In a statement on April 9, Hosein said the illicit trade posed grave risks to citizens’ lives.

His warning comes after 43 animals were found during an attempt to smuggle them into Trinidad and Tobago through an illegal entry point in Icacos on April 9.

The statement described the incident as “disturbing.” The statement said at 9.30 am, during a routine patrol, officers saw an incoming vessel with a cart in tow.

As they approached, the vessel came onshore and a trailer tractor was attempting to pull the cart onto the shore.

The release said several people were involved in the operation but quickly fled, leaving the cart behind.

When inspected, the officers found livestock animals.

Hosein vehemently condemned the deplorable and intolerable conditions under which these animals were transported.

“The cruel treatment of these animals is reprehensible and poses a grave threat to both animal welfare and public health.”

He added that “Illegal animal imports violate existing regulations and are a criminal offence punishable by law.”

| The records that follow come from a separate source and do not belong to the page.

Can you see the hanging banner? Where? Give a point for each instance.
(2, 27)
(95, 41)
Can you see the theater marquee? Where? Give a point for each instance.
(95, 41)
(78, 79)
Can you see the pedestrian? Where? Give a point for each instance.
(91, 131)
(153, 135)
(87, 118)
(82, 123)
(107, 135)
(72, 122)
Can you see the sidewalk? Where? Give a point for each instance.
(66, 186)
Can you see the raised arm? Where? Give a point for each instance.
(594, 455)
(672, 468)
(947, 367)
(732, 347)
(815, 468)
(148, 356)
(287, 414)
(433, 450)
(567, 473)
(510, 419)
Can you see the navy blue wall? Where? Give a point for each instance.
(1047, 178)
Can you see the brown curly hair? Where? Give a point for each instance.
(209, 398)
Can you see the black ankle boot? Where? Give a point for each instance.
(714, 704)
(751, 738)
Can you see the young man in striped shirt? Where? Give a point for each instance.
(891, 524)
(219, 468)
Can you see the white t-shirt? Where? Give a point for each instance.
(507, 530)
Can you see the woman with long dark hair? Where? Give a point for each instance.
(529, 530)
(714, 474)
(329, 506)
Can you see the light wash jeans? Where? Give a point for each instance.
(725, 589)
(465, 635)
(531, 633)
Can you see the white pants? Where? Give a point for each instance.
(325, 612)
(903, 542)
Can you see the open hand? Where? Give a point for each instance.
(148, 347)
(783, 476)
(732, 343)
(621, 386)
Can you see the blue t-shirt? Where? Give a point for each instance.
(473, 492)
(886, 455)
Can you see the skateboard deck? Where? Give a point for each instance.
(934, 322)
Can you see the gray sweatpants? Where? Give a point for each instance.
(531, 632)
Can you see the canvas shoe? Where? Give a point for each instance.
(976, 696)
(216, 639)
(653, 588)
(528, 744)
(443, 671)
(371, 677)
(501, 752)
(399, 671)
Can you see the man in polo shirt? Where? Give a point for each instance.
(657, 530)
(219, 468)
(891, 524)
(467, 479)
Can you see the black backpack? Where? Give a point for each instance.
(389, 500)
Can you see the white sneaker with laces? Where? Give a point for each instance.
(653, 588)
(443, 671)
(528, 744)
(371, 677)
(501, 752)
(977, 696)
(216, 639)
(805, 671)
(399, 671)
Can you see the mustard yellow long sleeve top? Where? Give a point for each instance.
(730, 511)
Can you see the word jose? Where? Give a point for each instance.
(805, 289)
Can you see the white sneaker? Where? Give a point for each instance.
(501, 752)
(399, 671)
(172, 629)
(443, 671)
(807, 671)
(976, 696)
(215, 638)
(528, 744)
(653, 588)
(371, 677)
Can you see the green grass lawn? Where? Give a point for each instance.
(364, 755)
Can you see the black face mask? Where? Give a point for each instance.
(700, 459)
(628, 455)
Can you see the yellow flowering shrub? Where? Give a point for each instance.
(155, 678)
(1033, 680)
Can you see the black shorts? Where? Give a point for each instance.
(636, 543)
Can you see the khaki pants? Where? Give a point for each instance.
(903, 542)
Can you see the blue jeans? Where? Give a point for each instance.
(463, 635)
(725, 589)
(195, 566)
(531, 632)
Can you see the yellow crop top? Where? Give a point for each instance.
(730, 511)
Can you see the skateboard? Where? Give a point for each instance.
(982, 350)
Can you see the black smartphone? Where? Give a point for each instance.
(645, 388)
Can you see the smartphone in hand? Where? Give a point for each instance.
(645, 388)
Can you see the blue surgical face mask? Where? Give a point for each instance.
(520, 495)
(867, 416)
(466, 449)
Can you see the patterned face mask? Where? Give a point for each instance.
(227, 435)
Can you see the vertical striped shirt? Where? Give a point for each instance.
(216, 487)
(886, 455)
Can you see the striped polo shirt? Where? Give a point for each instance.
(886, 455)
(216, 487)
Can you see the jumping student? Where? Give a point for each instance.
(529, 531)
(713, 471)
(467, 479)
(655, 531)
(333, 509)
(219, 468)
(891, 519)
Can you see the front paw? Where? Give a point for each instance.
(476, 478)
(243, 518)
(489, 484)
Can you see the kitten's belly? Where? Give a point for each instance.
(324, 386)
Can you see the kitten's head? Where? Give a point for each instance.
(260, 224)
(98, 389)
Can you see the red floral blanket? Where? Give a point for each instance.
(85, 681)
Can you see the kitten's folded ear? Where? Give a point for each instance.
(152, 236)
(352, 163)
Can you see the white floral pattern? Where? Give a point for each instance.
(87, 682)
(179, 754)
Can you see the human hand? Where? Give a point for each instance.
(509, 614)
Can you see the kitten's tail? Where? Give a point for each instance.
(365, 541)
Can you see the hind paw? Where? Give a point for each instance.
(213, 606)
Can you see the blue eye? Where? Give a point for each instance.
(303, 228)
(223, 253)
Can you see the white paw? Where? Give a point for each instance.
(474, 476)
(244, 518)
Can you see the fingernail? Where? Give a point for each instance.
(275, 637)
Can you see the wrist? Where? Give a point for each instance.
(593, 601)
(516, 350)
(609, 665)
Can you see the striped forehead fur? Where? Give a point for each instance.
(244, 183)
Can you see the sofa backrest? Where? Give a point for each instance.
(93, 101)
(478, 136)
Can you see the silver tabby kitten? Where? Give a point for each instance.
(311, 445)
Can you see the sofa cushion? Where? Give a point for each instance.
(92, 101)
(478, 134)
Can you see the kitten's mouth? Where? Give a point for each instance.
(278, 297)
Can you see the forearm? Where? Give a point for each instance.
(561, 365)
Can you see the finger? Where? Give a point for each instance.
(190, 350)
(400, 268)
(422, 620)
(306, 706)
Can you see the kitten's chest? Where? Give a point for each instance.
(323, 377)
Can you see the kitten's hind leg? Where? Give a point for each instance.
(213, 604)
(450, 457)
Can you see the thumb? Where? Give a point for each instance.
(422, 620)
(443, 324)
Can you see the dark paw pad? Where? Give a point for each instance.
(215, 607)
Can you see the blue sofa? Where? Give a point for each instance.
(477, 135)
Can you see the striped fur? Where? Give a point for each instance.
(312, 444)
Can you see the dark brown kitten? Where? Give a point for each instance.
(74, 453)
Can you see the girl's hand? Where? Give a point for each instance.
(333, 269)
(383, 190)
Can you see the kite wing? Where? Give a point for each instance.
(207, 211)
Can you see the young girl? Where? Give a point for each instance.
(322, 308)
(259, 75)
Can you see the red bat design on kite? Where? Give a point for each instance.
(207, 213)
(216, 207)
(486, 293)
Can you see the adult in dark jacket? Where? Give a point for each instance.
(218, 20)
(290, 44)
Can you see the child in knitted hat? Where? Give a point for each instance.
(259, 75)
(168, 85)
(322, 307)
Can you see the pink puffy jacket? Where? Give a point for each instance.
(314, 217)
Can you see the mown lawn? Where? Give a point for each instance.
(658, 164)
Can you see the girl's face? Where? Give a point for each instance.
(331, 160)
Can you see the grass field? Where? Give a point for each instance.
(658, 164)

The statement said the ministry, under the guidance of its chief veterinary officer, is investigating the incident.

The ministry also urged citizens to remain vigilant and promptly report suspicious activities related to illegal animal imports.

In January, the minister also issued a similar warning against the purchase of illegal livestock and agricultural products.

He spoke after touring areas across the southern peninsula, including Cedros and Icacos. At the time, the ministry said of particular concern was the “rampant illegal importation of agricultural products and wildlife.”

Hosein warned that all illegal livestock found on sea and farms will be seized and destroyed.

“This illicit activity not only poses a threat to our local ecosystems but also jeopardises the lives and livelihoods of our citizens.”